Chapitre 7 : Les influences, de 0 à 20 ans
(en guise de parenthèse)
Un homme ne se fait pas seul. Au cours de mes 20 premières années de vie, voici l’Équipe qui m’a aidé à devenir ce que je suis.
Mon père, même s’il nous a abandonné quand j’avais 10 ans, m’a quand même transmis la fierté de mes origines et de la culture grecque. Il a éveillé ma curiosité et mon désir de voir plus loin que mon coin de pays. Il m’a initié à la langue anglaise sans le vouloir vraiment, simplement en parlant anglais avec ma mère.
Ma mère, même très dévalorisante à mon égard, m’a tout de même appris à lire, écrire et un peu à compter (mais je n’étais pas très coopératif dans ce domaine). Elle m’a transmis sa tête dure et son obstination.
Ma grand-mère m’a transmis le goût d’aimer et d’aider les autres, la clémence et le pardon. Mon grand-père alcoolique ne lui rendait pas la vie facile, mais après 60 ans de mariage elle l’aimait toujours « son vieux malcommode », comme elle disait avec un petit sourire en coin.
Mon oncle Henri, le frère de maman et un peu beaucoup notre père substitut, m’a donné son humour un peu grinçant et son ironie; une forme, chez-lui, de s’affirmer et de dire : « Vous ne m’aurez pas ».
Mes frères, à leur insu, m’ont donné une certaine patience, une certaine tolérance et un grand besoin de justice, surtout distributive. Étant l’aîné, je les ai souvent vus obtenir en même temps que moi des privilèges que j’avais attendus des années. J’en ai conçu une profonde répulsion face à l’injustice et à l’inégalité.
Voilà, pour ma famille immédiate.
Quant aux influences extérieures, elles furent évidemment nombreuses et parfois déterminantes.
Vers 1938 ou 39, deux touristes américaines, des institutrices du Minnesota, après avoir causé avec moi et deux copains, en anglais, sur le quai de Chicoutimi, nous avaient promis de nous envoyer des livres. Nous avions oublié cela, quand, en octobre ou novembre de cette année-là, nous avons reçu un paquet : les Minnesota Primers de 1ère, 2ième et 3ième année du primaire. Je les lus et relus à les savoir par cœur. J’avais les bases de la lecture et, un peu, de la grammaire anglaises.
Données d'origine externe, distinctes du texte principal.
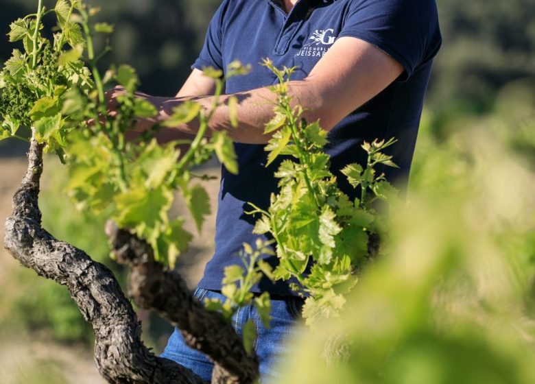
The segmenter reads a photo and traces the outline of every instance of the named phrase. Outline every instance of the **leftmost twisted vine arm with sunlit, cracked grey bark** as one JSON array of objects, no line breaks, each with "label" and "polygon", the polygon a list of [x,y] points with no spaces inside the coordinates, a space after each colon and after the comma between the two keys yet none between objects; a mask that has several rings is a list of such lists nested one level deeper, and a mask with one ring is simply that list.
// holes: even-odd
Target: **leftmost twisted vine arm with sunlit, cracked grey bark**
[{"label": "leftmost twisted vine arm with sunlit, cracked grey bark", "polygon": [[43,147],[32,140],[29,166],[5,221],[5,248],[25,267],[65,285],[95,331],[95,363],[110,383],[201,384],[190,370],[156,357],[141,341],[141,323],[104,265],[41,228],[38,208]]}]

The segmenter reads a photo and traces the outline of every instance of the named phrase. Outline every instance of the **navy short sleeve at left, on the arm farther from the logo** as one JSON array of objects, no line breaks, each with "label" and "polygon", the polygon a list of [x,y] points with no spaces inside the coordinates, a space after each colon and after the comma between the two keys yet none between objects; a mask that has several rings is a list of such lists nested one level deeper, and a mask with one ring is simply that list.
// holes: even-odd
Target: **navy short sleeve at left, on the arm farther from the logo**
[{"label": "navy short sleeve at left, on the arm farther from the logo", "polygon": [[204,45],[202,46],[199,57],[191,66],[191,69],[202,70],[204,67],[223,69],[222,35],[226,8],[228,8],[227,0],[219,5],[219,8],[217,8],[217,11],[213,15],[208,30],[206,31]]}]

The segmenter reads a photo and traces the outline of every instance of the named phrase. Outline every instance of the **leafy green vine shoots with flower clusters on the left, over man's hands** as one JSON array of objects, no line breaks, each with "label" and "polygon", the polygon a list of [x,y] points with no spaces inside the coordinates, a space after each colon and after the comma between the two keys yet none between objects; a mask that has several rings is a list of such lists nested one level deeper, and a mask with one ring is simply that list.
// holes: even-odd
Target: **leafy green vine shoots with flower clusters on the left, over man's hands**
[{"label": "leafy green vine shoots with flower clusters on the left, over man's hands", "polygon": [[[35,14],[17,19],[10,25],[14,49],[0,75],[0,139],[23,137],[21,126],[32,128],[34,138],[45,152],[58,154],[67,164],[67,193],[78,208],[103,211],[121,228],[130,228],[154,250],[157,261],[171,267],[176,257],[187,249],[192,235],[182,228],[184,219],[169,212],[174,191],[180,190],[198,230],[210,212],[209,197],[191,173],[215,154],[229,171],[236,173],[233,143],[226,132],[204,138],[225,78],[221,71],[206,69],[217,84],[214,104],[209,111],[199,104],[186,102],[174,110],[166,125],[198,119],[200,130],[180,153],[178,142],[158,145],[155,133],[162,125],[154,124],[139,139],[127,140],[127,132],[136,119],[152,118],[157,111],[137,91],[139,78],[128,65],[113,66],[104,75],[99,70],[102,52],[95,51],[95,34],[110,34],[112,25],[92,23],[98,8],[80,0],[58,0],[47,9],[38,1]],[[57,32],[51,40],[41,34],[43,18],[56,16]],[[244,74],[246,67],[231,65],[227,77]],[[117,97],[117,112],[108,112],[105,89],[123,86]],[[233,108],[235,100],[229,105]],[[182,141],[182,143],[185,143]],[[88,150],[89,149],[89,150]]]}]

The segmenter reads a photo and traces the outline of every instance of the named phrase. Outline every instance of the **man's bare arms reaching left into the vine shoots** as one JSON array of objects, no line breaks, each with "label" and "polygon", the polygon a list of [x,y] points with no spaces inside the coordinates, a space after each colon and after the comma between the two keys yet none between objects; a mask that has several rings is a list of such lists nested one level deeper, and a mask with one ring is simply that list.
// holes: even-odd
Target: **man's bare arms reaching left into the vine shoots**
[{"label": "man's bare arms reaching left into the vine shoots", "polygon": [[[342,37],[335,41],[305,80],[289,82],[289,94],[294,98],[294,103],[306,108],[304,117],[307,121],[320,119],[322,128],[331,130],[350,112],[396,80],[402,72],[401,64],[377,47],[364,40]],[[213,92],[213,86],[213,80],[194,70],[177,96],[191,98],[188,96],[206,94]],[[223,105],[213,115],[209,130],[227,130],[238,143],[267,143],[269,136],[264,135],[263,130],[265,123],[274,115],[272,102],[276,96],[268,88],[256,88],[235,95],[240,100],[237,108],[238,127],[232,127],[228,108]],[[173,108],[182,103],[183,99],[178,97],[150,97],[150,101],[158,108],[160,121],[167,119]],[[223,95],[221,101],[227,97],[230,95]],[[206,109],[213,104],[211,96],[193,99]],[[195,134],[197,130],[198,122],[192,121],[165,130],[163,134],[169,139],[173,132],[180,136],[178,132]]]}]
Au collège, j’étais déjà bilingue et j’ai eu le privilège, pendant 6 années consécutives, d’avoir l’abbé Lachance comme prof d’anglais. Il s’est vite rendu compte que je lisais pendant son cours, au lieu de s’en offusquer, il m’appela à son pupitre, avec Raoul Desjardins dont l’anglais était la langue maternelle, et nous dit que nous pouvions lire pendant son cours…mais qu’il choisirait lui-même nos lectures. Bien sûr, nous devions faire les travaux et passer les examens comme tous les autres, mais quel merveilleux voyage il nous a fait faire à travers toutes les époques et les styles de la littérature anglaise. D’où il est maintenant, il sait toute la reconnaissance que je lui voue. Les larmes me viennent encore aux yeux en écrivant ceci.
M. Langis, dont j’ai parlé au cours du chapitre 6, m’a contraint, pour survivre à ses exigences, à développer une méthode de travail qui m’a bien servi toute ma vie professionnelle et qui me sert encore.
Enfin, je ne voudrais pas terminer cette parenthèse sans mentionner l’abbé Labrecque, l’aumônier du Cercle des jeunes naturalistes, qui a su nourrir ma curiosité sur les questions de la nature et me donner une façon de chercher et de classer les découvertes.
L’abbé Saint-Georges, pendant 6 ans mon directeur de conscience, a su tempéré ma fougue mais sans l’étouffer et fut un bon contrepoids, avec ma grand-mère, à l’influence dévalorisante de ma mère qui me prédisait toujours l’échec de tout ce que j’entreprenais, me reprochant d’être trop comme mon père.
Ces gens m’ont aidé à me bâtir et je les en remercie, même ma mère qui m’a tout de même, par la lecture et l’écriture, donné la poutre qui m’a permis d’asseoir mes bases et de me développer.